The Old Man and The Pelican
It was dark, very dark outside the small cottage. Jimmy sat by a small desk looking at his reflection in the window. He glanced down at the well-worn Bible closed on the small, cramped desk. “Who was this ‘Pastor Jim’ and why did an old man give me his Bible?” He looked back at the window and his reflection greeted him again. ‘What a journey. From the pier to here - and now with a wife and son. Lord, you have been so wonderful to me. I don’t deserve Your love for me, but I am grateful, so grateful.’ Tuva appeared in the reflection and then he felt her slender arms rest on his broad shoulders. “You need more rest, honey!” She kissed the top of an ear and leaned her head against his. “How do you think this will all turn out?” Jimmy looked at his wife in the reflection. “I don’t know yet, but I do know one thing for sure; as Paul wrote in Ephesians 6:12: ‘Our struggle is not against flesh and blood, but against the rulers, against the powers, against the world forces of this darkness, against the spiritual forces of wickedness in the heavenly places.’” Oorah!
AΩ
She was terrified.
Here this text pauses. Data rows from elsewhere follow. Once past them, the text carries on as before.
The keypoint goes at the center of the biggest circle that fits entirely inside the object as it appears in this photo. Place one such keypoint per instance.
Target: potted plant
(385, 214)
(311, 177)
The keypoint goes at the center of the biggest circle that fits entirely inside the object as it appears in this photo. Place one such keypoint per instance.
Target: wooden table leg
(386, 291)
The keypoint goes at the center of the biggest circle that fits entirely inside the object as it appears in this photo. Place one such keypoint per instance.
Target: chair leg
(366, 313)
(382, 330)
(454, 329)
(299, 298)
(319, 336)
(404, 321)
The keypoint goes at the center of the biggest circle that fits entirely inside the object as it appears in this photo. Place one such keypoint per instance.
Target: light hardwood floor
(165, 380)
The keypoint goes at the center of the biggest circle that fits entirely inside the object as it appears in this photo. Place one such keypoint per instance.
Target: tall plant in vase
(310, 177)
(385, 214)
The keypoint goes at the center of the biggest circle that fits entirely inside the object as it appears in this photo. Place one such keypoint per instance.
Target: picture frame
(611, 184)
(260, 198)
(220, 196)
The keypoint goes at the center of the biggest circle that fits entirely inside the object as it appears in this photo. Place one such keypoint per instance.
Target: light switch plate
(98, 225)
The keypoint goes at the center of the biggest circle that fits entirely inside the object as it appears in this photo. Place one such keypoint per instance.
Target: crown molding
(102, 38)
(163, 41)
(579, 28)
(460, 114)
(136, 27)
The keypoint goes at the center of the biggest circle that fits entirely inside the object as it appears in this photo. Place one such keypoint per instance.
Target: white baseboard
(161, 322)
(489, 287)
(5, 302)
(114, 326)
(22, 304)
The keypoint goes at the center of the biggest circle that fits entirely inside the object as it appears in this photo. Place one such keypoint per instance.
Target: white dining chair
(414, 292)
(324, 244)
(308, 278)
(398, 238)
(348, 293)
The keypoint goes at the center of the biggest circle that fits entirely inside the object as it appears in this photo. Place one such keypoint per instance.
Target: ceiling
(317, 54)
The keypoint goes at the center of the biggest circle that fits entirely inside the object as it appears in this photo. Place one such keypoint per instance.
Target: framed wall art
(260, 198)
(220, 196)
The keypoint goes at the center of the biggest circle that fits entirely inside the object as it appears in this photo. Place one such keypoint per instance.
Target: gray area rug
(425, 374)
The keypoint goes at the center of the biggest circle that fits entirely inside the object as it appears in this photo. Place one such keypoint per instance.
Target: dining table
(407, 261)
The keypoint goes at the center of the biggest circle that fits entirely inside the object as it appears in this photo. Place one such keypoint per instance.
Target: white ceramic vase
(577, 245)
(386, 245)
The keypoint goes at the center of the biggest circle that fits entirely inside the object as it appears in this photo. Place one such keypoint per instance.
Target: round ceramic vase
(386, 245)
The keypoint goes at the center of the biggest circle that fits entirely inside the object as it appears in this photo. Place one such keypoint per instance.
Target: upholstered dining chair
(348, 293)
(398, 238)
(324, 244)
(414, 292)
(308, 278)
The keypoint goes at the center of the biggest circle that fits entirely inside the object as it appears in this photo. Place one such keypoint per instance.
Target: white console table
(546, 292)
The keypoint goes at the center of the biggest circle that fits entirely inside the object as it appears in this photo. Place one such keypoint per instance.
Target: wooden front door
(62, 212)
She knew that if she made the slightest slip, the smallest mistake, she would vanish from the face of the earth without a trace. He could do that – he would do that! There was no way out; no way of escape. She stared out at the vast Pacific Ocean. ‘I would be better off dead. Who would care anyway?’ Her hands each clutched a stone embedded in the masonry wall she leaned against. A tear splashed between them. ‘No one! Absolutely no one!’